What tools can take a natural language query and convert it into a set of filters?
This is the proverbial “$64,000 Question”. I don’t know everything about this field, and will be happy to learn more myself. I have been investigating natural language tools for the past five years, and can recommend my recent videos on “Open Chatbot Standards for a Modular Chatbot Framework” [1].
There are tags, and there are tags. Not all tag sets are created equal. So, to a large degree, it depends on *how* your material is tagged. Beyond that, it depends on *what* you have tagged. Normally one would tag a natural language corpus, for instance a book or screenplay, for natural language interpretation. Tagged “data”, for instance below the sentence level, is another beast, and would need to be tackled statistically, or probabilistically.
This gets us into the nitty gritty. The tool that is required is usually referred to as a natural language *interpreter*. Let’s just take AIML and Alicebot as the prototypical example. AIML is a language, in other words a set of tags, specific to the various Alicebot interpreters. There are “Alicebot” interpreters available now for most common programming languages. AIML and the Alicebot interpreters are so-called “pattern matching” systems. In terms of “filtering”, this is basically how pattern matching interpreters work, by “filtering” on the tagged patterns, simply performing a kind of search.
Most chatbot hobbyists use pattern matching systems, of which there are many examples, often with their own “language” or tag sets. Many of the Loebner Prize Turing test crew also use pattern matching, or hybrid statistical pattern systems, and often are involved developing their own language (tag set) and interpreter. So-called “real” AI researchers tend to pooh-pooh even the Loebner Prize developers for using pattern matching techniques.

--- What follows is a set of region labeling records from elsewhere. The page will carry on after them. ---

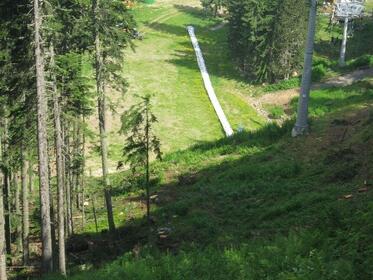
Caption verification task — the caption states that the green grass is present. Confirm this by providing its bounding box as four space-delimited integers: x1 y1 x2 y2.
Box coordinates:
37 1 373 280
86 0 264 172
256 6 373 94
40 81 373 280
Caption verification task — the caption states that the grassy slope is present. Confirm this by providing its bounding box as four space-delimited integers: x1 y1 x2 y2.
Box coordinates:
255 0 373 94
40 1 373 280
88 0 263 171
42 77 373 280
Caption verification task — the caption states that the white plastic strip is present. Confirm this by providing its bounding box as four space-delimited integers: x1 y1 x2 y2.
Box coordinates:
187 26 233 136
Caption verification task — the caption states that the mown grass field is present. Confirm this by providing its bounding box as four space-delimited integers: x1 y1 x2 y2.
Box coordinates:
35 0 373 280
39 75 373 280
88 0 264 174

The primary alternatives to pattern matching systems and their “proprietary” tag sets are statistical interpreters, think n-gram and “latent semantic”. There are not a lot of good examples of turnkey statistical natural language interpreters in common use. Theoretically, statistical interpreters do not depend on tag sets. However, there are hybrid systems which process tags, or patterns, statistically. Patterns per se are just one kind of tag set, increasingly there are also “semantic” tag sets available.
Most grammar-based NLP tools seem to be more involved on the tagging side than the interpretation side. As far as I know, there is no good, off the shelf natural language interpreter available for semantic web tagging, such as RDF. There have been a number of attempts, and some claims; but, I’ve seen nothing concrete yet. This is common in the AI world, where the higher one rises, the more nebulous they become, until literally disappearing from reality altogether…. You may wish to look at my list of, currently 85x, “Theses in AI & NLP” (from the past 10 years) [2].